2.  I think God wishes marriage to display the wonder of Christ’s love for the church, and to remind us of the marriage we are invited to be part of, at the marriage feast of Jesus and His Bride.
These ideas are explained further in other parts of the Bible. For example, we read about marriage displaying the Trinity in 1 Cor 11:3 (“Christ is the head of every man, and the man is the head of a woman, and God is the head of Christ”) and about marriage displaying the relation between Christ and His Bride in Eph 5: 17-33 (the difficult passage in which men are encouraged to love their wives as Christ loved the church and gave Himself up for it, and wives are encouraged to submit to their husbands as the church submits to Christ).
Another truth that emerges when all these passages are put together is that Jesus is the example for both husbands and wives.
Picture a marriage in which the husband imitates Jesus, as he is instructed to in Eph 5. (“Husbands, love your wives, just as Christ also loved the church and gave Himself up for her, so that He might sanctify her, having cleansed her by the washing of water with the word, that He might present to Himself the church in all her glory, having no spot or wrinkle or any such thing; but that she would be holy and blameless. So husbands ought also to love their own wives as their own bodies. He who loves his own wife loves himself; for no one ever hated his own flesh, but nourishes and cherishes it, just as Christ also does the church, because we are members of His body.”)

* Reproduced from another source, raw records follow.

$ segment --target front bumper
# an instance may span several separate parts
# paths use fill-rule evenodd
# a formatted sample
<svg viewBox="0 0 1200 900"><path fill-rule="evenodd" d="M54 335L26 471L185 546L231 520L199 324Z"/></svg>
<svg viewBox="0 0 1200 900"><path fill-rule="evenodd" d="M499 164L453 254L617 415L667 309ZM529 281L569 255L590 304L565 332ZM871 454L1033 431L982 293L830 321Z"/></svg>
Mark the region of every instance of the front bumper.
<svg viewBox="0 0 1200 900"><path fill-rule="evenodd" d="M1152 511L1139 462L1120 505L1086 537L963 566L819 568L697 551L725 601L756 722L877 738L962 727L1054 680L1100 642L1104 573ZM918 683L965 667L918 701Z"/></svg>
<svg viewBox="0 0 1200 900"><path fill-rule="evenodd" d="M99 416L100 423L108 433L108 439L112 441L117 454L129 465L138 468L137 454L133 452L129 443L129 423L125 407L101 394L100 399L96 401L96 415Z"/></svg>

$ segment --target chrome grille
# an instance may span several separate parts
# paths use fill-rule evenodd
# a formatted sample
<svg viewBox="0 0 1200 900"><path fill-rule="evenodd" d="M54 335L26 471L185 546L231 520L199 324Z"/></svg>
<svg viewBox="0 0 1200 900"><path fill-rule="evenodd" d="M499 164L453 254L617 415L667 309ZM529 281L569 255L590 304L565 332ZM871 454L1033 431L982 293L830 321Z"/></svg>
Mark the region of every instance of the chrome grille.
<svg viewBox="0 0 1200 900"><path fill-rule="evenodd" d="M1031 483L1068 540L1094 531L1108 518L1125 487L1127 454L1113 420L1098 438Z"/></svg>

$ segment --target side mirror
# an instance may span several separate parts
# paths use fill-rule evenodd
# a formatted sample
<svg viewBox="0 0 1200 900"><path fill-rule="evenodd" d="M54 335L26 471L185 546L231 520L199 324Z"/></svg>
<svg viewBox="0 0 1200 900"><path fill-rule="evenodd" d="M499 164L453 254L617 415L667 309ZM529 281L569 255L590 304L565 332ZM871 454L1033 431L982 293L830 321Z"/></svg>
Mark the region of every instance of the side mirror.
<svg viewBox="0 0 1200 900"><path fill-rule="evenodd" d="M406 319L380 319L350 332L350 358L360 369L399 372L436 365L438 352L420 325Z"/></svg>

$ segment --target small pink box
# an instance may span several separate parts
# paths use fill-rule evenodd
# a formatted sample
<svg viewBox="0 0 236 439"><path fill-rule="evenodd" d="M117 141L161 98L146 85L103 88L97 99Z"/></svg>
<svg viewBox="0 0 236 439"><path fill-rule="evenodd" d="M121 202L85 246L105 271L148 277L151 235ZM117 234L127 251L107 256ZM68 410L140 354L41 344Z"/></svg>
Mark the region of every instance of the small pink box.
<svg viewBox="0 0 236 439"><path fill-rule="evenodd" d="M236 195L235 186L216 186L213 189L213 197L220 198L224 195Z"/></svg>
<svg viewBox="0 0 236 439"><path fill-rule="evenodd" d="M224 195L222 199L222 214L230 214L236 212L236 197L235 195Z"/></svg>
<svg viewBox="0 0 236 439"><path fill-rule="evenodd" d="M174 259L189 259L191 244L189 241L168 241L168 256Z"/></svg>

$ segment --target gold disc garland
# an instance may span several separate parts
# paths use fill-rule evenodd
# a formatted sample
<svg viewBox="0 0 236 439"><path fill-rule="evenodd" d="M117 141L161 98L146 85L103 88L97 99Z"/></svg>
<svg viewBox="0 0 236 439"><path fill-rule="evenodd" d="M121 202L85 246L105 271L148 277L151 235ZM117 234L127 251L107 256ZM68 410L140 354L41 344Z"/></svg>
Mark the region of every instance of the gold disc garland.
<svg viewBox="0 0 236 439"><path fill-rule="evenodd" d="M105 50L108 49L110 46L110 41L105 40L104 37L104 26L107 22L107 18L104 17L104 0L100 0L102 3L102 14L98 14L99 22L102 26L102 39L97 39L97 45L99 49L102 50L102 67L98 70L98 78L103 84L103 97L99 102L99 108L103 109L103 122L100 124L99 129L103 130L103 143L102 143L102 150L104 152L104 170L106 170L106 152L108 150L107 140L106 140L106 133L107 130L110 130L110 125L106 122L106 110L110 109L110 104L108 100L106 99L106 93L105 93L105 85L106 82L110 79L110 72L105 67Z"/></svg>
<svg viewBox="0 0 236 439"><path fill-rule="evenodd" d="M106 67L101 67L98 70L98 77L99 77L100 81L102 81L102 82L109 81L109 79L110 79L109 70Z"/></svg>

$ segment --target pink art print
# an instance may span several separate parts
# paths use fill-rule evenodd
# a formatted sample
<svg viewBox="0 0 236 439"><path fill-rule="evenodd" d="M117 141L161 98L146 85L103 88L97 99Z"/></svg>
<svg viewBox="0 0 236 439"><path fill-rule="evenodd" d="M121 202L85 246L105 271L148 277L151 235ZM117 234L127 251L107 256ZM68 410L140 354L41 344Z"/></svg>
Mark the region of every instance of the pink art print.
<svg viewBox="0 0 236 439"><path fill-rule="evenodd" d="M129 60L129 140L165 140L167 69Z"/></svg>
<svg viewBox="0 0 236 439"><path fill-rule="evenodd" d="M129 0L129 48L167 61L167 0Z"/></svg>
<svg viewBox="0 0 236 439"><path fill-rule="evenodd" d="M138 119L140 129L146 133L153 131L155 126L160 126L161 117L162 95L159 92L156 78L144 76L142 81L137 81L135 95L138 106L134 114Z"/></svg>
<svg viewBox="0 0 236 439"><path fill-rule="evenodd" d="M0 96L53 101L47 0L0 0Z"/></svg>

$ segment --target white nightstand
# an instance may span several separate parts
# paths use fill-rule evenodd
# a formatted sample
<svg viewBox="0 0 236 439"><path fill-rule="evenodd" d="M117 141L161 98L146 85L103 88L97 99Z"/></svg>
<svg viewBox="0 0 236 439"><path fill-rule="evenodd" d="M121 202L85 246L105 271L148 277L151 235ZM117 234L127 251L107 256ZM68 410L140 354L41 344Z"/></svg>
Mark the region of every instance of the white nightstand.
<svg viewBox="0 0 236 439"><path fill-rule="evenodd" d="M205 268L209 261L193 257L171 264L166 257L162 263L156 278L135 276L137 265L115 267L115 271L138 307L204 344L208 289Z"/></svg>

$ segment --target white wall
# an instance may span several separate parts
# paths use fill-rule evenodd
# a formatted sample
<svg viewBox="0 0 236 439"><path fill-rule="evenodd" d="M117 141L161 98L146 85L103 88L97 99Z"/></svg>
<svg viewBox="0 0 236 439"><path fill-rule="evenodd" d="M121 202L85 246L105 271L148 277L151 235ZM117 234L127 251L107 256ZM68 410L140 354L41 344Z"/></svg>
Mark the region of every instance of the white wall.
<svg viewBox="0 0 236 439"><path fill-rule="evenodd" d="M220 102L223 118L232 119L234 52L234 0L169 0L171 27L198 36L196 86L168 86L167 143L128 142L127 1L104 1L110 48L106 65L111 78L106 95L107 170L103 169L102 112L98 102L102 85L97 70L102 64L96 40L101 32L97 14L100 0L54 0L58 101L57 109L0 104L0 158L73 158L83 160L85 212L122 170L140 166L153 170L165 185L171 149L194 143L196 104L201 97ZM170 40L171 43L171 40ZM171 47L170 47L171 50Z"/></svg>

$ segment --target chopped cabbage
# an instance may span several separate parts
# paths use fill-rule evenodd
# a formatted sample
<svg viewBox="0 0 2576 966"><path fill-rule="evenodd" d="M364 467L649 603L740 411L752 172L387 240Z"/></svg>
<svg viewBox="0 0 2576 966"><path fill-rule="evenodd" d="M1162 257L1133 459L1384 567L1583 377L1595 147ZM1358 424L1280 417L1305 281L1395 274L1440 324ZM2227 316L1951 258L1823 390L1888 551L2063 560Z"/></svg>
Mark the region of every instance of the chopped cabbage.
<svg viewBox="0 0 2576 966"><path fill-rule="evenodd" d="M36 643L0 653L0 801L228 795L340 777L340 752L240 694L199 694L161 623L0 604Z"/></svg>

Imagine a husband loving his wife as Jesus loves His church. What would such love look like?! Imagine the husband giving himself up daily for his wife. Imagine him taking steps to love first and unconditionally, and to love until the end, forgiving first, taking the first steps to resolve conflict, and truly displaying servant leadership, just as Jesus, his example. Imagine him satisfying her, nourishing and cherishing her, meeting her every need, providing for her, giving her the desires of her heart and leading her higher just as Christ does for the church.
Imagine the wife playing the Jesus-role as she is instructed to do in 1 Cor 11:3. What would such submission look like?! Imagine a wife joyfully submitting to her husband, exalting him, seeking to please him and serve him just as Jesus, her example, who “did not regard equality with God a thing to be grasped, but emptied Himself, taking the form of a bond-servant and being made in the likeness of men”. Imagine the husband responding by exalting the wife, glorifying her and setting her above himself!
What a glorious marriage that would be!
We bristle at words like ‘submission’ and ‘leadership’ because we do not see that the Jesus-like love of the husband towards his wife demonstrates itself in very similar ways to the Jesus-like submission of the wife towards the husband! Both are continually asking the question, "How can I serve you better?"
As Kathy Keller says, “We, the Church, submit to Christ in everything, and the parallel of the wife submitting everything to the husband is no longer daunting, since we know what kind of behaviour the husband has been called to imitate.” A wife could joyfully and fearlessly submit to such a man.
Unfortunately, one of the effects of the Fall is that this high view of the purpose of marriage has become corrupted. Starting in Genesis 3, men and women have begun selfishly begun trying to blame each other, attempting to dominate, exploit and use each other for their own purposes.
I pray that you will have caught a glimpse of God’s high calling for your marriage, and that you will give yourself to your spouse, just as Jesus gave Himself for you. Your marriage will then display to the world around the beauty of the Dance of the Trinity, and be a glorious reminder of the coming Wedding Supper of the Lamb.